Çevremizde araştırma yapmak için önce kendi yaptıklarımıza bakalım. Kaybedebileceğimizi, yapacağımız işten zararlı çıkacağımızı bile bile yapmak istediklerimizi ölçüp biçmeden yapmaya çalışırız. Sonuçta zararlı çıkan biz oluruz. Amacımıza ulaşmak bizim için yeterlidir. Kaybettiklerimizin hiçbir önemi yoktur.
İnatlaşmak, sadece insanlar için geçerli değildir! Kısaca “eşek gibi inatçı” olan başka canlılar da vardır. Rahatımızı kaçıran diğer canlıları gerekirse kimyasal ilaçlar kullanıp yok etmeye çalıştık. Bizim çabalarımızı, sonunda zararlı olarak gördüğümüz canlıların sadece zayıf olanlarını ortadan kaldırabiliriz.
Daha çok kazanma hırsımız var. İstediklerimizi elde etmiş olsak bile daha fazlasını isteriz. Doymak bilmeyen hırsımız, çevremizi kirletti. Doğal ortamında yaşayan birçok canlı türü yok oldu. Uzmanlar, yok olan canlı türlerini saymakla bitiremiyor. Geçtiğimiz günlerde TRT belgeselde izlemiştim. Yok olduğu sanılan bir yabani hayvan foto kapana takılmış. Çevre dostu uzmanlar hazine bulmuş gibi sevindiler.
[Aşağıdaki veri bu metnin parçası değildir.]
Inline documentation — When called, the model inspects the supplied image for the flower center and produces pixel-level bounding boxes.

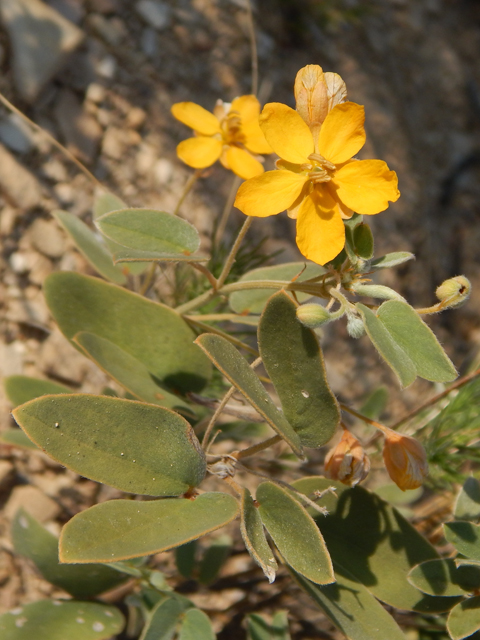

Vahşi doğa olarak gördüğümüz ortamda yaşayan hiçbir canlı kendi türünü, diğer canlı türlerini yok etmek için çaba göstermez. Aslında her canlı diğer canlıların, yaşadıkları çevrenin ayakta durmasına katkı sağlar. Ardıç kuşları, ardıç ağacının; karıncalar, kaparinin neslini sürdürmesine katkı sağlar.
Dünyada yaşayan canlılardan sadece insanlar yaşadığı çevreyi, içtiği suyu, aldığı nefesi kirletti. Çevresinde yaşayan diğer canlılara acımadı. Onları acımasızca sömürürken yok etme yoluna gitti. Onların yaşama alanları yok edildi. Aslında kendi geleceğini yok ettiğini geç te olsa anladı.
Yok olma tehlikesiyle karşılaşan yabani hayvanlar, insanlardan uzakta yaşamaya devam etti. Bitki türleri bulabildikleri her alanda yeniden yer almaya başladılar. Betonlarla kaplanan yeşil alanlarda onları görmeye başladık. Araçların geçtiği asfalt yollarda, çok katlı apartmanların bulunduğu alanlarda inadına yaşamaya çalışıyorlar. Yaya kaldırımlarında, yeşil alan olarak ayrılmış yerlerde, çocuk parklarında, küçük bahçelerde yer alan yeşilliklerin içinde böcekleri, yaban arılarını görebiliyoruz.
Onlar inadına yaşamaya çalışırken çok şeyler istemiyorlar. Karınlarını doyuracaklar. Gelecek kuşaklarla nesillerini sürdürecekler. Bunları yapmaya çalışırken karın tokluğuna yaşadıkları çevreye, insanlara hizmet edecekler.
Biz insanlardan canlarını kurtarabilenler yaşamaya devam edecek.